In our examples, we have seen different algorithms and we could use scikit learn functions to get the paramters. However, do you know how is it implemented? To understand it, we could start from perceptron, which could also be an important concept for future studies in deep learning.
The perceptron can be used for supervised learning. It can solve binary linear classification problems. A comprehensive description of the functionality of a perceptron is out of scope here. To follow this tutorial you already should know what a perceptron is and understand the basics of its functionality. Additionally a fundamental understanding of stochastic gradient descent is needed. To get in touch with the theoretical background, I advise the Wikipedia article:
Furthermore I highly advise you the book of Schölkopf & Smola. Do not let the math scrare you, as they explain the basics of machine learning in a really comprehensive way:
Schölkopf & Smola (2002). Learning with Kernels. Support Vector Machines, Regularization, Optimization, and Beyond.
To better understand the internal processes of a perceptron in practice, we will step by step develop a perceptron from scratch now.
In [1]:
# import our packages
import numpy as np
from matplotlib import pyplot as plt
%matplotlib inline
We will implement the perceptron algorithm in python 3 and numpy. The perceptron will learn using the stochastic gradient descent algorithm (SGD). Gradient Descent minimizes a function by following the gradients of the cost function. For further details see:
Wikipedia - stochastic gradient descent
To calculate the error of a prediction we first need to define the objective function of the perceptron.

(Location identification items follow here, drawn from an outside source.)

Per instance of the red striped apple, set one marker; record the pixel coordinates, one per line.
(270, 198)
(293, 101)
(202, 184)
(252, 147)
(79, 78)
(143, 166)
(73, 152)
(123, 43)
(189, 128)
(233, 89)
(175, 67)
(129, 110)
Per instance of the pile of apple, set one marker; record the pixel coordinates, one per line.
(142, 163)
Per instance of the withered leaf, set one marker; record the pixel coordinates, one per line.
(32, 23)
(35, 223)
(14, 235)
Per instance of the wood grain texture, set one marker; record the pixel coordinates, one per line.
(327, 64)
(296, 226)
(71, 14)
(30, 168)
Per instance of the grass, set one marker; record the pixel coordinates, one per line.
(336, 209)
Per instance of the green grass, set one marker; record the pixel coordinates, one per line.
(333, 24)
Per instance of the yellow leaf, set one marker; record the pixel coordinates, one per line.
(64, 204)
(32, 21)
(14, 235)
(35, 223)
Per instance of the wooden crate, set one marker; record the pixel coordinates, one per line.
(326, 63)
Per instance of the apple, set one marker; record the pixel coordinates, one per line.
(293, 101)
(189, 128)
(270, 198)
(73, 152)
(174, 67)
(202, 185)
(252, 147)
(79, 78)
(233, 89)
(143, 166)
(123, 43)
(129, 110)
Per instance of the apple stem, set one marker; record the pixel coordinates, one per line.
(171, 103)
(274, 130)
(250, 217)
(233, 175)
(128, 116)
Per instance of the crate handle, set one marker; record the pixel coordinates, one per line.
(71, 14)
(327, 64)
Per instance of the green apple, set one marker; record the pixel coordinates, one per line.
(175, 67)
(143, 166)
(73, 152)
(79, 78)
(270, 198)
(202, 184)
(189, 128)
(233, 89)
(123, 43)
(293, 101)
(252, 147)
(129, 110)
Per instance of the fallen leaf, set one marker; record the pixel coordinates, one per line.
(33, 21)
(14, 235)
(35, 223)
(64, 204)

To do this, we need to define the loss function, to calculate the prediction error. We will use hinge loss for our perceptron:
$$c(x, y, f(x)) = (1 - y * f(x))_+$$$c$ is the loss function, $x$ the sample, $y$ is the true label, $f(x)$ the predicted label. This means the following: $$ c(x, y, f(x))= \begin{cases} 0,& \text{if } y * f(x)\geq 1\\ 1-y*f(x), & \text{else} \end{cases} $$ So consider, if y and f(x) are signed values $(+1,-1)$:
As we defined the loss function, we can now define the objective function for the perceptron:
We can write this without the dot product with a sum sign: $$l_i(w) = (-y_i \sum_{i=1}^n x_iw)_+$$ So the sample $x_i$ is misclassified, if $y_i \langle x_i,w \rangle \leq 0$. The general goal is, to find the global minima of this function, respectively find a parameter $w$, where the error is zero.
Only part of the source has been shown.